Because she was so popular, in 1939 when Howard University planned to host a concert with Marian, a large turnout was expected. The only hall large enough to hold the expected crowd was Constitution Hall belonging to the Daughters of the American Revolution. When they were approached, the DAR refused to allow a black artist to perform in the Hall. This caused quite a stir which prompted the resignation of many members, including First Lady Eleanor Roosevelt.

Marian Anderson before the Lincoln Memorial in 1939.

Marian Anderson before the Lincoln Memorial in 1939.

The First Lady had considered what to do. She wrote in her newspaper column about the sometimes difficult choice of whether to remain in an organization and work for change from within, or to leave the organization in protest. At times Eleanor felt that making a problem public was not the best strategy, but the rejection of Marian Anderson by the DAR was already public, so she chose to leave the organization and let it be known why.

Not long before this, Eleanor had attended the Southern Conference on Human Welfare in Birmingham, Alabama. The Conference had a large number of black delegates, but the city insisted that they adhere to the cities segregation laws. When Eleanor arrived with her friend Mary McLeod Bethune, the police told her that she couldn’t sit with her friend. Her solution was to have her chair moved to the center aisle where she would sit neither on the “white” side nor the “colored” side. This caused quite a stir as did her resignation from the DAR.

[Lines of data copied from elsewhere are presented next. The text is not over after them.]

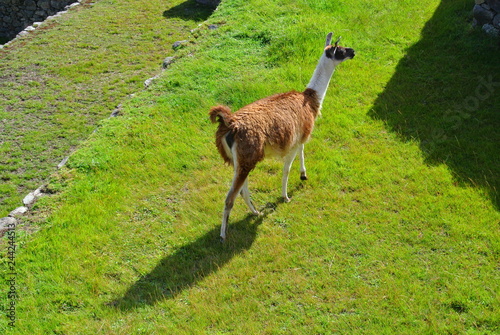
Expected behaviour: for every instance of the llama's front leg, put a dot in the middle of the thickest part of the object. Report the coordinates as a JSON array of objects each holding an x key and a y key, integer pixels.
[
  {"x": 245, "y": 193},
  {"x": 303, "y": 175},
  {"x": 286, "y": 170},
  {"x": 239, "y": 179}
]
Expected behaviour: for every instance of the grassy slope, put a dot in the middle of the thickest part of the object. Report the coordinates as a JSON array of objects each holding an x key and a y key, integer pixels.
[
  {"x": 57, "y": 83},
  {"x": 379, "y": 240}
]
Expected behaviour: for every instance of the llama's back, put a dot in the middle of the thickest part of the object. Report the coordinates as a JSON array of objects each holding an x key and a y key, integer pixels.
[{"x": 275, "y": 124}]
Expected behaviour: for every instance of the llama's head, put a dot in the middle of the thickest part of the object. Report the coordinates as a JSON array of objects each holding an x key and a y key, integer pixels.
[{"x": 337, "y": 53}]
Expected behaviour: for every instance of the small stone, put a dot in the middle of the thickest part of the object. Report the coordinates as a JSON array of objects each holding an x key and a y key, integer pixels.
[
  {"x": 18, "y": 211},
  {"x": 211, "y": 3},
  {"x": 30, "y": 199},
  {"x": 149, "y": 81},
  {"x": 495, "y": 5},
  {"x": 178, "y": 44},
  {"x": 7, "y": 223},
  {"x": 491, "y": 31},
  {"x": 63, "y": 162},
  {"x": 167, "y": 61},
  {"x": 496, "y": 21},
  {"x": 23, "y": 33},
  {"x": 482, "y": 15}
]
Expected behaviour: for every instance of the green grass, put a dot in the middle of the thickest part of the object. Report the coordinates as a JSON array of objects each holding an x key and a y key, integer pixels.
[
  {"x": 396, "y": 230},
  {"x": 57, "y": 83}
]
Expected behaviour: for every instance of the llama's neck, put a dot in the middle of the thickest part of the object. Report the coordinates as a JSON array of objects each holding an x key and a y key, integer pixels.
[{"x": 321, "y": 77}]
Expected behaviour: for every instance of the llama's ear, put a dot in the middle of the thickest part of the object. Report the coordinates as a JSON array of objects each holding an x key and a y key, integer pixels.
[{"x": 328, "y": 39}]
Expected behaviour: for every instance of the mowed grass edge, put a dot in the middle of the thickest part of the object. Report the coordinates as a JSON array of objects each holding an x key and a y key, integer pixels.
[{"x": 377, "y": 241}]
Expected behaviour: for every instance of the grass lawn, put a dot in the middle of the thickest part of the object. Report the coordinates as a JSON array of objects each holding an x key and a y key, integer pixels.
[
  {"x": 60, "y": 81},
  {"x": 395, "y": 232}
]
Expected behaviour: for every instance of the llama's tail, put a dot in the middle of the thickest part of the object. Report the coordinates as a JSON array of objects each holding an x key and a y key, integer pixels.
[
  {"x": 224, "y": 136},
  {"x": 222, "y": 114}
]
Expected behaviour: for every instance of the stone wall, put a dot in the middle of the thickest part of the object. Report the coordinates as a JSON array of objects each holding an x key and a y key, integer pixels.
[
  {"x": 487, "y": 15},
  {"x": 15, "y": 15}
]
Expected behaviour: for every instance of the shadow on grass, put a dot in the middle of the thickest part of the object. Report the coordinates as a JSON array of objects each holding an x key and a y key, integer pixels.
[
  {"x": 190, "y": 264},
  {"x": 445, "y": 94},
  {"x": 189, "y": 10}
]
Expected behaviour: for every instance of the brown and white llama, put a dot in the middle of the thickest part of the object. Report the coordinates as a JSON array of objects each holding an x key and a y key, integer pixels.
[{"x": 278, "y": 125}]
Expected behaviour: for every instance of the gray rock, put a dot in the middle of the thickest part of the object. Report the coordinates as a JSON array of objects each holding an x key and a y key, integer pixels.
[
  {"x": 18, "y": 211},
  {"x": 211, "y": 3},
  {"x": 482, "y": 15},
  {"x": 496, "y": 21},
  {"x": 491, "y": 30},
  {"x": 32, "y": 197},
  {"x": 7, "y": 223},
  {"x": 63, "y": 162},
  {"x": 494, "y": 4},
  {"x": 179, "y": 44},
  {"x": 167, "y": 61}
]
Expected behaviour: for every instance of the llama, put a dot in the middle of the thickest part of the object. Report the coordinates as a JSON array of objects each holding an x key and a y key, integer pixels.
[{"x": 278, "y": 125}]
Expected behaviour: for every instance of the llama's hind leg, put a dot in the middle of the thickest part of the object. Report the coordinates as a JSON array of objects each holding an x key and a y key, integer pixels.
[
  {"x": 286, "y": 170},
  {"x": 303, "y": 175},
  {"x": 245, "y": 193}
]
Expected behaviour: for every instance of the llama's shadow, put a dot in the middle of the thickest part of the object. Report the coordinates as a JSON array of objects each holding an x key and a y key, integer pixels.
[
  {"x": 190, "y": 264},
  {"x": 445, "y": 94},
  {"x": 189, "y": 10}
]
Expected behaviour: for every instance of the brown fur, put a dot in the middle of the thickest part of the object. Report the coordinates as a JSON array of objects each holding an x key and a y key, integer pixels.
[{"x": 271, "y": 125}]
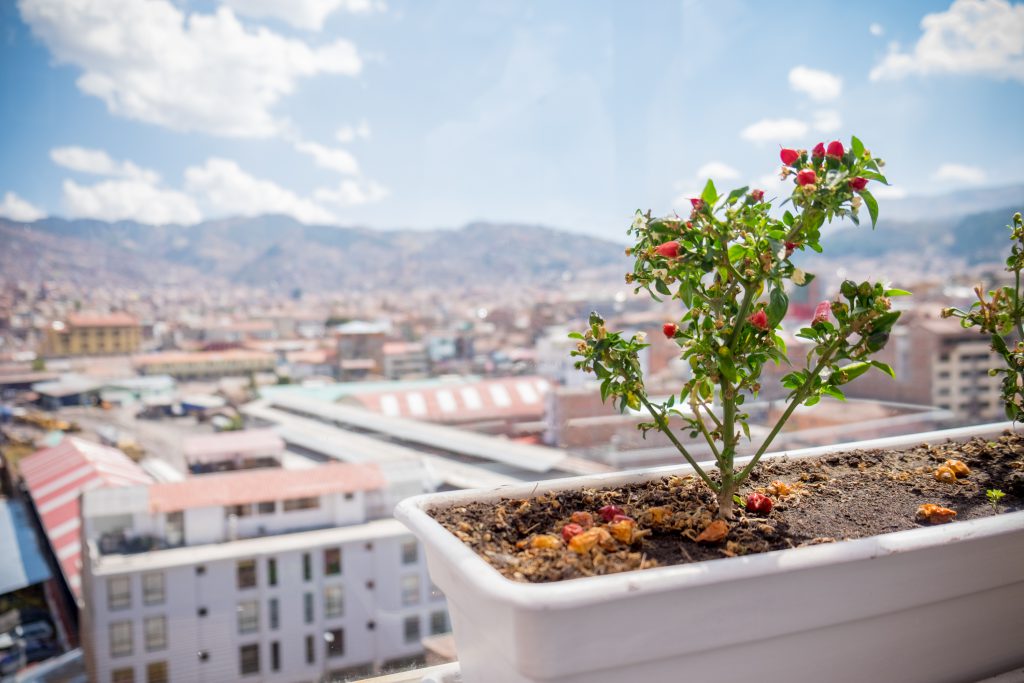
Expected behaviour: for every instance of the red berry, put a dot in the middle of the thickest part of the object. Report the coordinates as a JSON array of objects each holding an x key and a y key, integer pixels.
[
  {"x": 758, "y": 503},
  {"x": 668, "y": 250},
  {"x": 807, "y": 177},
  {"x": 759, "y": 319}
]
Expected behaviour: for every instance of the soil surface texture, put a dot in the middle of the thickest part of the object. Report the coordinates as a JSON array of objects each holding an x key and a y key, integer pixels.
[{"x": 672, "y": 520}]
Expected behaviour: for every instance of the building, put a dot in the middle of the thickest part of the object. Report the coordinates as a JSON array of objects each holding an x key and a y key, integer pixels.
[
  {"x": 937, "y": 363},
  {"x": 273, "y": 575},
  {"x": 82, "y": 334},
  {"x": 406, "y": 359},
  {"x": 360, "y": 349},
  {"x": 204, "y": 365}
]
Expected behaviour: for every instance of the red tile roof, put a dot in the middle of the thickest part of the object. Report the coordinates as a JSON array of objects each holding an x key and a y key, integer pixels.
[
  {"x": 55, "y": 478},
  {"x": 263, "y": 484}
]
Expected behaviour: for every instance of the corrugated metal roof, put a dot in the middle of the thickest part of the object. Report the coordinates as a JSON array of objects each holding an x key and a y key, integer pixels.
[{"x": 55, "y": 478}]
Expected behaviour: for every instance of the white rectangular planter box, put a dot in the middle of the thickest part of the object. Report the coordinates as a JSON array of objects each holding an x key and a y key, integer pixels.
[{"x": 931, "y": 605}]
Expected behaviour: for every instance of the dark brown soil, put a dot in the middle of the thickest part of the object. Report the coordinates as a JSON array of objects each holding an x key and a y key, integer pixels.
[{"x": 821, "y": 500}]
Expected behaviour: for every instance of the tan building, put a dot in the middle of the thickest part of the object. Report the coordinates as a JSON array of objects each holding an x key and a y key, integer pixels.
[
  {"x": 203, "y": 365},
  {"x": 86, "y": 334},
  {"x": 937, "y": 363}
]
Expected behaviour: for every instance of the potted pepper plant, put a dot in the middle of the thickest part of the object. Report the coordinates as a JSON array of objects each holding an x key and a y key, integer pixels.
[{"x": 720, "y": 570}]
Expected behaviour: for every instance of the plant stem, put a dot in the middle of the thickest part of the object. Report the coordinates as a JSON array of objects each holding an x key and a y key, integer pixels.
[
  {"x": 664, "y": 425},
  {"x": 797, "y": 399}
]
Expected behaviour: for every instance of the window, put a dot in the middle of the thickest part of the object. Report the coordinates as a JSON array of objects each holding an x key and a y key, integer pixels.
[
  {"x": 248, "y": 616},
  {"x": 153, "y": 589},
  {"x": 438, "y": 623},
  {"x": 119, "y": 593},
  {"x": 332, "y": 561},
  {"x": 247, "y": 573},
  {"x": 239, "y": 510},
  {"x": 411, "y": 589},
  {"x": 307, "y": 607},
  {"x": 273, "y": 614},
  {"x": 156, "y": 633},
  {"x": 271, "y": 571},
  {"x": 335, "y": 640},
  {"x": 156, "y": 672},
  {"x": 249, "y": 658},
  {"x": 334, "y": 601},
  {"x": 301, "y": 504},
  {"x": 409, "y": 552},
  {"x": 412, "y": 629},
  {"x": 120, "y": 639}
]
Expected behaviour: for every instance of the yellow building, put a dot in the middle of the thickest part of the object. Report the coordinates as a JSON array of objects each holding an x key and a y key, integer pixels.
[{"x": 84, "y": 334}]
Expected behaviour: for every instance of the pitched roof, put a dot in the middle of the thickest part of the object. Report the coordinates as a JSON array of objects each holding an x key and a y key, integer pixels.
[
  {"x": 241, "y": 487},
  {"x": 55, "y": 478}
]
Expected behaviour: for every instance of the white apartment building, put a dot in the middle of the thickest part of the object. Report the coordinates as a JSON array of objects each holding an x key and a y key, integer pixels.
[{"x": 275, "y": 575}]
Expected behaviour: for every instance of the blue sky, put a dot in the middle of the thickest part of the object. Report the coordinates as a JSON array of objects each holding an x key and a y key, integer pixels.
[{"x": 415, "y": 114}]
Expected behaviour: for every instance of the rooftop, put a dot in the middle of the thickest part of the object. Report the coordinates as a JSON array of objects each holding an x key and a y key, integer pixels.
[{"x": 241, "y": 487}]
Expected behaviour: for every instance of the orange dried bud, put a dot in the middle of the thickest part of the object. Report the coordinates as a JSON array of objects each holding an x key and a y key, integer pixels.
[
  {"x": 934, "y": 514},
  {"x": 714, "y": 532},
  {"x": 623, "y": 529},
  {"x": 584, "y": 543},
  {"x": 958, "y": 467},
  {"x": 546, "y": 542},
  {"x": 945, "y": 474},
  {"x": 585, "y": 519}
]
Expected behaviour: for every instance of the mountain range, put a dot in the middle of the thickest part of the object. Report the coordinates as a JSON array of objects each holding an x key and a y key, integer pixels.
[{"x": 279, "y": 252}]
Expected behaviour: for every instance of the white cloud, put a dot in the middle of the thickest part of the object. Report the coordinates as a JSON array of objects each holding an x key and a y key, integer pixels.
[
  {"x": 718, "y": 171},
  {"x": 887, "y": 191},
  {"x": 330, "y": 158},
  {"x": 129, "y": 200},
  {"x": 150, "y": 61},
  {"x": 819, "y": 85},
  {"x": 347, "y": 134},
  {"x": 982, "y": 37},
  {"x": 98, "y": 162},
  {"x": 226, "y": 188},
  {"x": 14, "y": 208},
  {"x": 960, "y": 173},
  {"x": 309, "y": 14},
  {"x": 774, "y": 130},
  {"x": 351, "y": 193},
  {"x": 827, "y": 121}
]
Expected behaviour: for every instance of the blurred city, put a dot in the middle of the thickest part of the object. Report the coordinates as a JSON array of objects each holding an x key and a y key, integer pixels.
[{"x": 208, "y": 414}]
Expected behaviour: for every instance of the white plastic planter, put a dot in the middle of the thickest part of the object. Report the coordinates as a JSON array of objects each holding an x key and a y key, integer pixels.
[{"x": 931, "y": 605}]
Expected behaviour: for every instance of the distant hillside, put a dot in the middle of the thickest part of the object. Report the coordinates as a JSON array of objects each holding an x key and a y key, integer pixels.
[{"x": 278, "y": 251}]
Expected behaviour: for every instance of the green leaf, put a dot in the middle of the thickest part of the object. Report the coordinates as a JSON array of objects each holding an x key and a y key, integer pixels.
[
  {"x": 736, "y": 194},
  {"x": 778, "y": 303},
  {"x": 884, "y": 368},
  {"x": 872, "y": 206},
  {"x": 857, "y": 146},
  {"x": 710, "y": 195}
]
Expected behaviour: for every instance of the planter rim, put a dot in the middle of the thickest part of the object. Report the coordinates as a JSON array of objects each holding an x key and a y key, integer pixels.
[{"x": 576, "y": 592}]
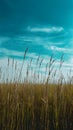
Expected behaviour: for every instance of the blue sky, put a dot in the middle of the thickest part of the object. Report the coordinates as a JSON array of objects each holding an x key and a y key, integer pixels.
[{"x": 44, "y": 26}]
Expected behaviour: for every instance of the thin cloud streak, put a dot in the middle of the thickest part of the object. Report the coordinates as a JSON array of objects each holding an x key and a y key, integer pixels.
[{"x": 45, "y": 29}]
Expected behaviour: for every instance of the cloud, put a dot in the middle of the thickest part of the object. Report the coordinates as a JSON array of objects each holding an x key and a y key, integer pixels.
[{"x": 45, "y": 29}]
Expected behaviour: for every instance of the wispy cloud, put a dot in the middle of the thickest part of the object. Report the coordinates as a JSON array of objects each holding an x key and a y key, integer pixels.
[{"x": 45, "y": 29}]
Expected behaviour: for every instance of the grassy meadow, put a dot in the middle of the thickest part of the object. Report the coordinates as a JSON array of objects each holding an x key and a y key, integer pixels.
[{"x": 36, "y": 106}]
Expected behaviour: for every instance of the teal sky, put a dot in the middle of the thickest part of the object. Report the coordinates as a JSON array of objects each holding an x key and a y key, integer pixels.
[{"x": 44, "y": 26}]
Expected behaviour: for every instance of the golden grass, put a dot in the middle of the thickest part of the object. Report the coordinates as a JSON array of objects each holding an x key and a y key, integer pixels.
[
  {"x": 30, "y": 107},
  {"x": 35, "y": 106}
]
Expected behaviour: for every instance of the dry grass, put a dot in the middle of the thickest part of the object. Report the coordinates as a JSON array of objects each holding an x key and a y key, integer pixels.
[{"x": 30, "y": 106}]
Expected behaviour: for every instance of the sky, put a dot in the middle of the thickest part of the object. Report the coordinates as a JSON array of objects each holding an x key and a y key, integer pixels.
[{"x": 45, "y": 27}]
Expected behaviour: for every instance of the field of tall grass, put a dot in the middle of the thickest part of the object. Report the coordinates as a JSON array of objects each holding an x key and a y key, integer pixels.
[{"x": 36, "y": 106}]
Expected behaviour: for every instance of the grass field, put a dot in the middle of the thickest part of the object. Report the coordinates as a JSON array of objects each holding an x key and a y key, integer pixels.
[{"x": 36, "y": 106}]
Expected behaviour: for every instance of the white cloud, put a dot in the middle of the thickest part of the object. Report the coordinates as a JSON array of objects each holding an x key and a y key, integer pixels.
[
  {"x": 59, "y": 49},
  {"x": 3, "y": 39},
  {"x": 45, "y": 29}
]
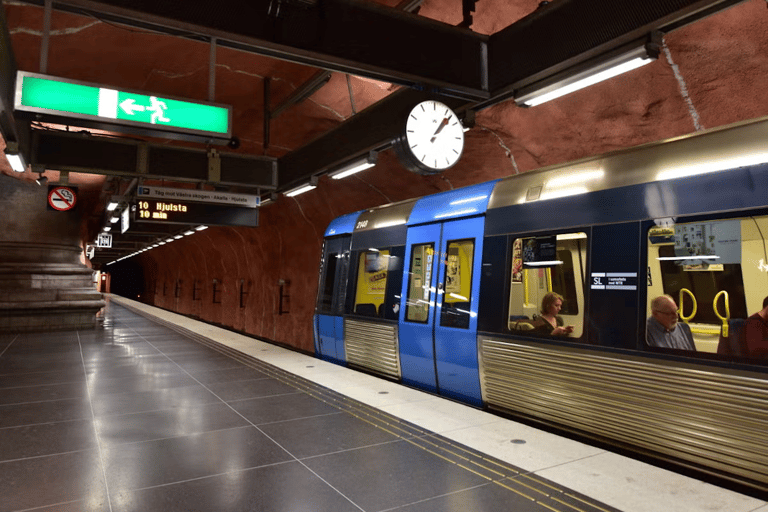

Eleanor’s decision to resign from the DAR received world-wide attention. She had her opponents, but many more who supported her decision. In the wake of the uproar, Walter White, executive secretary of the NAACP, and Marian’s manager Sol Hurok came up with the idea of an open air concert in front of the Lincoln Memorial. With the support of both the President and First Lady, they approached Secretary of the Interior Harold Ickes to arrange it. The gathering was a great success.

Marian Anderson went on to have a long distinguished career. She was the first African American to perform at the Metropolitan Opera; she continued to tour in Europe and toured Australia, India, and the Far East; and she entertained troops during WWII. In 1943, she even performed at Constitution Hall at the invitation of the DAR as a benefit for the Red Cross.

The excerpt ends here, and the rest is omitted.